In Brave New World Aldous Huxley envisaged there would be an isolated island on which lived those few who were incapable of living by the precepts of future society. It looks to me like that is going to become a very crowded island indeed, filled with the likes of US.
Graham says:
"linked" Sigh.
Valerie Chism says:
I would not be too sanguine about Gates the philanthropist his charities are a very mixed bag that includes pushing GMO's and collaborating with the movement to privatize schools
whetstone says:
My anecdotal evidence of AirBnB is that a lot of people do it who aren't broke; two friends of mine are lawyers, who either have extra space or reason to be out of the condo a lot. (Nor does it seem to drive down the cost of staying in a place versus a hotel.) Here in Chicago I get the sense that AirBnB is appealing because Chicago has a weird spacial balance of hotels–basically all of them are downtown with a handful north of downtown along the lake. If a 20- or 30-something is visiting friends in the northwest side, staying in a nice apartment in Logan Square (hip neighborhood) is maybe more appealing than staying at Generic Chain Suites next to the ESPN Zone.
Having said that, though, these services do remind me a lot of services that were/are more popular in times or places that are impoverished, like boarding houses and jitney cabs.
Barry says:
Heywood J. Says:
"Ordinarily, you'd figure that these SV jerkoffs simply forgot the notion that if everyone else is just a poorly-paid intern/dogsbody for them, who's gonna buy their products? But since they only have two revenue models: 1) sell a zillion apps for $1 each, or until one of the bigs spots you and buys you out; 2) sell software packages to the gubmint, which is just a fat wad of money to purchase the package, then an annual fee to rent the licensing and support.
It's a pretty neat racket. I knew I shoulda gotten a CS degree instead of an MBA, the latter of which should come in two-ply at this point."
Some consulting firm recently coined the term 'plutonomy', which meant that wealth was so concentrated that there were now vast markets serving the 1%, or the 0.01% or the 0.0001%. These markets don't care about anybody who's not a millionaire (or billionaire).
Heywood J. says:
Barry:
Yes, I remember that, the infamous leaked Citibank memo, advising folks to "binge on bling." They're happy to bathe in Cristall and Ketel One while the rest of the planet rots on the vine.
I've given up wondering if anyone will do anything about any of it.
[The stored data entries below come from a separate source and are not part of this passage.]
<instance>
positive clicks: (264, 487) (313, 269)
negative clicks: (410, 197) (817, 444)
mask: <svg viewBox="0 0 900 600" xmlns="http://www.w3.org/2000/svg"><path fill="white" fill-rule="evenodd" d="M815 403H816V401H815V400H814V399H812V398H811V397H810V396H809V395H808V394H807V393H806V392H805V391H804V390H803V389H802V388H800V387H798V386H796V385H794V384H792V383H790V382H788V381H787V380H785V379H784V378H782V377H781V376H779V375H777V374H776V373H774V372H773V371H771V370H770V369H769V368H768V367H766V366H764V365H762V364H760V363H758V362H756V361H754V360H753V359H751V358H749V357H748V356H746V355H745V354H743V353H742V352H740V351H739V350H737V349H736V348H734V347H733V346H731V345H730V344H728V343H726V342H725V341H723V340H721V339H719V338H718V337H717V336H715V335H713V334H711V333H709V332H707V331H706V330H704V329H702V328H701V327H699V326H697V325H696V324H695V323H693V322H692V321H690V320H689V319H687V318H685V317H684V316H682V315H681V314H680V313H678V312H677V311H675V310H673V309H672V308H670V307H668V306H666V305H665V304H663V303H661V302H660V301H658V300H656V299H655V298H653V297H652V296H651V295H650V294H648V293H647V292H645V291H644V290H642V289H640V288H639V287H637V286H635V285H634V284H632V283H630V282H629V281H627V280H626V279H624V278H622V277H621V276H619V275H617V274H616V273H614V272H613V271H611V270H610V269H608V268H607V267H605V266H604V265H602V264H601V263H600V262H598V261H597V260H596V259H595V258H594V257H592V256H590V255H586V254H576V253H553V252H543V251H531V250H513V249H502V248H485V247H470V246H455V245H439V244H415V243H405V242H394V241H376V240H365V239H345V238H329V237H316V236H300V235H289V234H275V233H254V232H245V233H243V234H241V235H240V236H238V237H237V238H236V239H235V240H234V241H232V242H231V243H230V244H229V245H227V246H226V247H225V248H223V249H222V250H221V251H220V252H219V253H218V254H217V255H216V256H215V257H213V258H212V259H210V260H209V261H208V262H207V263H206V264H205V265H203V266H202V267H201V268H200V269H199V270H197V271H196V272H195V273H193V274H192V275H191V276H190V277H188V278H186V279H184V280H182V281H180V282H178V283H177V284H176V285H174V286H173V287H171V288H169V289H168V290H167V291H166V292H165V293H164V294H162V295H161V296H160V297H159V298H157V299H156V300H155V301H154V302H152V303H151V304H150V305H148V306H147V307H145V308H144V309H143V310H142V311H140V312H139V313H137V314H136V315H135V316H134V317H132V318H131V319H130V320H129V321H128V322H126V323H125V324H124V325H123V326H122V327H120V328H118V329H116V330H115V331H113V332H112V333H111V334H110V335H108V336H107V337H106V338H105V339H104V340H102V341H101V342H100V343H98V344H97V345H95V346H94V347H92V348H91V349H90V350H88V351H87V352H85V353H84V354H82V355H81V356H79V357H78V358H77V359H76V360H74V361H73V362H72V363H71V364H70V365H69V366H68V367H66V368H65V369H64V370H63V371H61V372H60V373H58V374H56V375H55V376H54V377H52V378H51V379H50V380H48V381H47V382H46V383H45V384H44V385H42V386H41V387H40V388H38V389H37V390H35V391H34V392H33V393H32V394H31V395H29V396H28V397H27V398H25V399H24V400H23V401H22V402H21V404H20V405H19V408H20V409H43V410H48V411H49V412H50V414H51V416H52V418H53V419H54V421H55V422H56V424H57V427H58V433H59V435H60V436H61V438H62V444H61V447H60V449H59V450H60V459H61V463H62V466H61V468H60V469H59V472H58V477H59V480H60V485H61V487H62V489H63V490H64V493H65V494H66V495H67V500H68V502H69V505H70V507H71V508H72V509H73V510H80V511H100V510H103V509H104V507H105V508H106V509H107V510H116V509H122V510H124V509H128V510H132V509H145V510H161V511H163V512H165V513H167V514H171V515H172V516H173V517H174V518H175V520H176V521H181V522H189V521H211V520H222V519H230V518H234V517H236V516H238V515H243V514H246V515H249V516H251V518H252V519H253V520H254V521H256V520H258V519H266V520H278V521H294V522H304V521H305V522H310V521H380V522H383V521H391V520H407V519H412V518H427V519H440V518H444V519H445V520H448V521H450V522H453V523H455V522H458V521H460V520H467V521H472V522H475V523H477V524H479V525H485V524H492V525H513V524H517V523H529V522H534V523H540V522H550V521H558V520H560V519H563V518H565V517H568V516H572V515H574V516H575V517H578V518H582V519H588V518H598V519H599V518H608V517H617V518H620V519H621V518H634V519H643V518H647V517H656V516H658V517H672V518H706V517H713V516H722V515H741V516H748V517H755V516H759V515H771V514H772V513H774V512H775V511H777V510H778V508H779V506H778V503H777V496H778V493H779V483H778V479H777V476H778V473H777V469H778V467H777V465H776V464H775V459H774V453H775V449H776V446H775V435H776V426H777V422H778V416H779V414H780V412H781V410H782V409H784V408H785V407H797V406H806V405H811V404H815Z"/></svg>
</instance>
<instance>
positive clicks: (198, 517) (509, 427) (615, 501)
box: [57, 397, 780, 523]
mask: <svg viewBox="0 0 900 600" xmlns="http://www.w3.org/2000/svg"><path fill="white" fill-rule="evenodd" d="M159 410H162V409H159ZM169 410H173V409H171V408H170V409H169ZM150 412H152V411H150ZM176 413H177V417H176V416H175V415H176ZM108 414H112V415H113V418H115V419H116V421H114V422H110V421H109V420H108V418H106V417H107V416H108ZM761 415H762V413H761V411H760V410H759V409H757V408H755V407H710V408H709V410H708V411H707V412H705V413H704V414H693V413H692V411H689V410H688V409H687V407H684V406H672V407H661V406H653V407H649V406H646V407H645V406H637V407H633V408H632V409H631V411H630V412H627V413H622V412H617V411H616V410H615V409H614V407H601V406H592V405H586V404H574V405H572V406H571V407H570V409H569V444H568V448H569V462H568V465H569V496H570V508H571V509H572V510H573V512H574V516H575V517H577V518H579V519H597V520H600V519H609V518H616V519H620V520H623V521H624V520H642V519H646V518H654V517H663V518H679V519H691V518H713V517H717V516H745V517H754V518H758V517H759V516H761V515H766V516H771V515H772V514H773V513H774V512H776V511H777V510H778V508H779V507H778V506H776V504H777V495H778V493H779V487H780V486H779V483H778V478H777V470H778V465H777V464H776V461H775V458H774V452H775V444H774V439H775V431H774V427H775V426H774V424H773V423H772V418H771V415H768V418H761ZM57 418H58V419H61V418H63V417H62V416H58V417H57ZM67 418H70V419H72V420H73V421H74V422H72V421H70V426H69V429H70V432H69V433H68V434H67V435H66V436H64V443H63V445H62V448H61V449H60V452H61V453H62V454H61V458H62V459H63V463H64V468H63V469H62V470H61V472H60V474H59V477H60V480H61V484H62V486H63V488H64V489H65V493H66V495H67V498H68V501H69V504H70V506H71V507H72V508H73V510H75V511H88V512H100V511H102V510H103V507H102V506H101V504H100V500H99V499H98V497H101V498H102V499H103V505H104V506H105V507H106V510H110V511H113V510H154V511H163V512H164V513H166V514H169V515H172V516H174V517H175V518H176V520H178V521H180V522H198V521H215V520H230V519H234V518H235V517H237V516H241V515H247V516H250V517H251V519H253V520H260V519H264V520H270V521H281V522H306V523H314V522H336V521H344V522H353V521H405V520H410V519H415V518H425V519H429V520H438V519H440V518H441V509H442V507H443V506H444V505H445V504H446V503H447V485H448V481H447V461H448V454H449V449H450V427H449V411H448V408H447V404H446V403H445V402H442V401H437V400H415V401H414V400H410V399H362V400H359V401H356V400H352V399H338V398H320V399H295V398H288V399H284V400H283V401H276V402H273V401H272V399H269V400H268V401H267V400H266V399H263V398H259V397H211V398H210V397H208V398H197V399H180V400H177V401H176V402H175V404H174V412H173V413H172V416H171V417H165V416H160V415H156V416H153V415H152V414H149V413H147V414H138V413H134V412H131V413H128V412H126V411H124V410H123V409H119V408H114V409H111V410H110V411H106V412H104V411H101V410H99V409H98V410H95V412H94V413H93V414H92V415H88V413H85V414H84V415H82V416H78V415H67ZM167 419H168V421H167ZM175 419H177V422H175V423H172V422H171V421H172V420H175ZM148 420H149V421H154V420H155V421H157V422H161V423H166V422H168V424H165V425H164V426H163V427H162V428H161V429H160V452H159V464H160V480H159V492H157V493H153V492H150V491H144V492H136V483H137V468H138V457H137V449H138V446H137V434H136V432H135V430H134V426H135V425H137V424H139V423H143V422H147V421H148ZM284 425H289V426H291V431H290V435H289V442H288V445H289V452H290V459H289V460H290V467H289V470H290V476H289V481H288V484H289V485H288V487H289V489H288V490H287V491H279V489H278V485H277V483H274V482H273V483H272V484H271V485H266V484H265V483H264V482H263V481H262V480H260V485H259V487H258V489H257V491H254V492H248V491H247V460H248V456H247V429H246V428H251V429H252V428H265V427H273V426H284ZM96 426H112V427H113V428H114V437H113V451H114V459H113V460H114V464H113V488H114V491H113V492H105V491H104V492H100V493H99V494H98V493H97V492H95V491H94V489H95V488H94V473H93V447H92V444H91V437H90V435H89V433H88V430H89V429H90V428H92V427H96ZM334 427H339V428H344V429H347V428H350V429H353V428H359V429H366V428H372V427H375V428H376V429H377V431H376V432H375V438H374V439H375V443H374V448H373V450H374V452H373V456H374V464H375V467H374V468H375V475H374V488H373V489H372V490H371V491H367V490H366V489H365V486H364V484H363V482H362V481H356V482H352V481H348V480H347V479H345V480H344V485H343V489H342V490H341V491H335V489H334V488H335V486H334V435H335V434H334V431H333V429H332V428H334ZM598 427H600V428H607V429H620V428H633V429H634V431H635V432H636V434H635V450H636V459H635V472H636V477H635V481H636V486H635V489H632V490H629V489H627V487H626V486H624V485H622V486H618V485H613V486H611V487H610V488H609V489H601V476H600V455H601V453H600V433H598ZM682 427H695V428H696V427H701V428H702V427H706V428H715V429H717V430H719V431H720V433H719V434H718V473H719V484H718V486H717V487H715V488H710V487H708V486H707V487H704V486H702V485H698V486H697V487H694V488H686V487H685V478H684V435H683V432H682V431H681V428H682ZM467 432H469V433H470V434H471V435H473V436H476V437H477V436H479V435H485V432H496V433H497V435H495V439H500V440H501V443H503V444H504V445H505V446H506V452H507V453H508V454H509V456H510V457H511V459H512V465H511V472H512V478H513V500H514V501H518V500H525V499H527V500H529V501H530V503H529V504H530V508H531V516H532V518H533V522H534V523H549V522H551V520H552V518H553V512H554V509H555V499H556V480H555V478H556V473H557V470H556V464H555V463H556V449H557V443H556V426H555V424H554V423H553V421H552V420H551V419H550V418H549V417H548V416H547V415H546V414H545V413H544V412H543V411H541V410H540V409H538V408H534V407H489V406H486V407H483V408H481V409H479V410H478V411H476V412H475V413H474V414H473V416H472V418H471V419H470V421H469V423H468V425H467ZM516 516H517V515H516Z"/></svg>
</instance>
The Occupy movement tried for a hot second, and all our insect corporate media overlords did was send Erin Burnett down to Zuccotti Park to make fun of them.
These six words have become my mantra: I hear Costa Rica is nice.
Barry says:
"These six words have become my mantra: I hear Costa Rica is nice."
Not for long, I fear. The same forces work there just as much as here.
Ursula says:
There is no physical law that says that labor costs have to be in the liability column and physical objects (like technology) are "assets", but our society is incapable (and those with the power unwilling) to make a meaningful change.
Then there is this Twilight Zone episode: https://www.youtube.com/watch?v=vFgLVU-eKRE
When I was learning labor history in school, I never understood what was so hard for companies to understand about a family needing to be able to have enough to eat and enough time to sleep and live outside of their factories.